Posted on Fri, 07/25/2008 - 4:46pm by Elise Liu

Courtesy of KosherDutchAfro over at OpenLeft, apparently some Obama insiders are saying that he's trying to escape Ivy Leaguers (like, obviously, us), despite being one himself. (Thanks to Phil Grimm for the link.)

My source within the Obama campaign in Chicago has told me campaign employees have had it up to their ears with overly ambitious Ivy League volunteers who have been causing problems for the campaign by putting their individual ambitions over the larger goals of the campaign as a movement. This employee and fellow South Side native has shared with me that the campaign is getting a sense that the attitudes of dedicated Ivy League volunteers had, over the course of the primary, given Republicans enough stories to run with the 'elitist' trope in the general election.

In Pennsylvania, where the campaign lost big time to Hillary due to pushy Penn students stoking conflict with long-time city activists, the Obama campaign has instituted a training that teaches volunteers how to be sensitive to existing communities.
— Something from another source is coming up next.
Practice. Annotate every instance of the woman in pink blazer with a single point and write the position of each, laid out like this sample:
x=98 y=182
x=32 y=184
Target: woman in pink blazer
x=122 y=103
"They (Ivy League) students come on with this attitude that this is their big break," the source said as she edited a video for the campaign in the Roosevelt Road Kinko's. "I've got news for them, they're not getting jobs."

Evidently, according to this source, Senator Obama himself feels Ivy League graduates have held sway over Washington too long and even though he attended Harvard and Columbia, if elected, he intends to do very little hiring from the Ivies. "There is a general sense around the campaign that the Ivy kids are self-interested and out of touch with the general campaign culture."

Their solution? Go for ambitious, determined, self-interested campaign staff (who might just have the added advantage of being Ivy League rejects) from Northwestern and U Chicago instead. 

As the campaign advances into the general election, word from the inside is that additional general election hiring will lean heavily towards Midwestern colleges.  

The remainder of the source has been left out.